A trade show is like a modern day bazaar – a veritable open market of hawkers and vendors urging you to buy. In this chaotic environment, how do you succeed? How can you promote and market your brand without getting lost in the crowd? How do you land the hot leads, get the order, or at least have a real conversation about your service or product?
At Cult Marketing, we believe in the Sun Tzu philosophy that “the war is won before the first battle begins.” In the case of a trade show, it is certainly the truth; your brand marketing strategy going in must be airtight. You must carefully define your target audience, determine how you engage with them, how you make them aware and interested in your offerings, and how to motivate them to seek you in this environment. This is all possible only through careful ethnographic research, strategic planning, bold creativity and maybe a bit of show business.
Careful Ethnographic Research: What do you know about your target audience? In Sun Tzu terms this is known as “intelligence.” First of all, who is attending this trade show – potential customers/clients, competitors? What are they interested in? What are the characteristics of the attendees? The first thing you need to do is make sure the trade show is right for you as a presenter by assessing all these variables and comparing them to your objectives, product/service offerings and sales strategies.
Strategic Planning: If you’ve decided there is a good match between what you do and what attendees are looking for, then what is your plan to move attendees down the AIDA continuum (Awareness, Interest, Desire, Action)? How will you get their attention, what will tweak their interest, can you actually get them to move to action? In this case, the call to action will be defined here as conversation, a lead, a proposal, or in a perfect world, an order. You also want to be sure that your current brand marketing strategy is prepared to handle these conversions (have a trade show related landing page created on your website, for instance).
One thing you need to do is start the awareness process weeks or months before the show begins. Your target customers should be seeking you out by the time they get to the show because you have intrigued them well in advance. So, remember to invest in a solid pre-show campaign. Don’t skimp here and spend all your money on a crazy booth stunt.

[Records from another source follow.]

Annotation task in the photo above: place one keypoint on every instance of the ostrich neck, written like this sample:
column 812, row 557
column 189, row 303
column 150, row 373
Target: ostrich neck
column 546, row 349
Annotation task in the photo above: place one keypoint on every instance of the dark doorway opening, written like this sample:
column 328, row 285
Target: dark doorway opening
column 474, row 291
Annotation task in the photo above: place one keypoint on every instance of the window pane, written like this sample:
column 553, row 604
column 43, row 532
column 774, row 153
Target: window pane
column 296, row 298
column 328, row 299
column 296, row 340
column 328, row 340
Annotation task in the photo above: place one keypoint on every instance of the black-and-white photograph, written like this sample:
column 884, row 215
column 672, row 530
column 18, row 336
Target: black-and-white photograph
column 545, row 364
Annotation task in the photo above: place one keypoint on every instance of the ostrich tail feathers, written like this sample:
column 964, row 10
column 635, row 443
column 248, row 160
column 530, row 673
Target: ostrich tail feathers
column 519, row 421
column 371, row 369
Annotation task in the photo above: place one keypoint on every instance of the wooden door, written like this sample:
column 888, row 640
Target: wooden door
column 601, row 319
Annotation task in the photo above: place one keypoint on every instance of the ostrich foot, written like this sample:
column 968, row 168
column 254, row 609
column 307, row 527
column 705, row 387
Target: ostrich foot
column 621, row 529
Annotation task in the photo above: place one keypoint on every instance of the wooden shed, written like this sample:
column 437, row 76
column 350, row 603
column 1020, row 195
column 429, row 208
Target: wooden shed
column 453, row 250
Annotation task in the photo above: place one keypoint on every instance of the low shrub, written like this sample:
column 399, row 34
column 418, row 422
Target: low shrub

Bold Creativity: There is nothing quite as dramatic as the instant feedback you get at a tradeshow. If people flock by your booth on their way to your big competitor, you can only sit there and pretend to look busy. In the meantime, it is too late. If your creative efforts are not the result of a well thought out extension of your strategy, they will fail. They will also fail if your message is presented in a boring, uninteresting or expected way. Remember the first rule of creativity: you must get their attention. If you don’t get their attention, everything else you did is completely wasted.

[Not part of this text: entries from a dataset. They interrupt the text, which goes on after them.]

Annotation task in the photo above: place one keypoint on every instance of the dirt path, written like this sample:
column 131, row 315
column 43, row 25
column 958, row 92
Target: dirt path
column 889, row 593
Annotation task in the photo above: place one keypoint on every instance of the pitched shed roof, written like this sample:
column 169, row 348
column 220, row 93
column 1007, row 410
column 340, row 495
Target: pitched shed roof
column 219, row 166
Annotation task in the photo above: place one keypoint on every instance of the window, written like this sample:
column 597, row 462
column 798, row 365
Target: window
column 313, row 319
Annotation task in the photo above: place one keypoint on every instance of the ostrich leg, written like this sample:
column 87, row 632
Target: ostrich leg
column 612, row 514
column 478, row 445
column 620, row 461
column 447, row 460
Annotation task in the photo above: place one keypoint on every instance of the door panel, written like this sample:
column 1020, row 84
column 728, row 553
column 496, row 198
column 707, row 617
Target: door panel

Show Business: This one is tricky as many companies feel a bit embarrassed about going over the top. But, it’s OK to push the envelope as long as it is well done. I remember a Kohler booth that had the “Bond Girls” coming up out of a pool of water. Yes, it was expensive as hell, but it was fabulous and the booth was overrun with prospects. The rule here is if you can’t afford to do it right, then don’t make the attempt.

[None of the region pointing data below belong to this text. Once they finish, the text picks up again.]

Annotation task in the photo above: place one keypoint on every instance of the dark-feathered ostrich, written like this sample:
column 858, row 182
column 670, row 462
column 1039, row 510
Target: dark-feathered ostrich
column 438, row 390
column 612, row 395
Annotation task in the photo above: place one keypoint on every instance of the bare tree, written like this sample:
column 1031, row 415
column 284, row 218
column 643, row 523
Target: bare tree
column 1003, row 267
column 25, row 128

Last but Not Least: You need to close the deal after the show. You need the order, the PO or even better, a large check mailed to your doorstep. This is where having a pre-show strategy incorporated into your brand marketing efforts pays off. Have a custom sales follow-up for each and every prospect. You should know more about them after the show than you did before, so capitalize on that information.
Trade show marketing can be fun if you are prepared for the battle. Find a good strategic and creative partner and carefully chart out every step of the process. Leave no detail to chance. Now, please enjoy the show!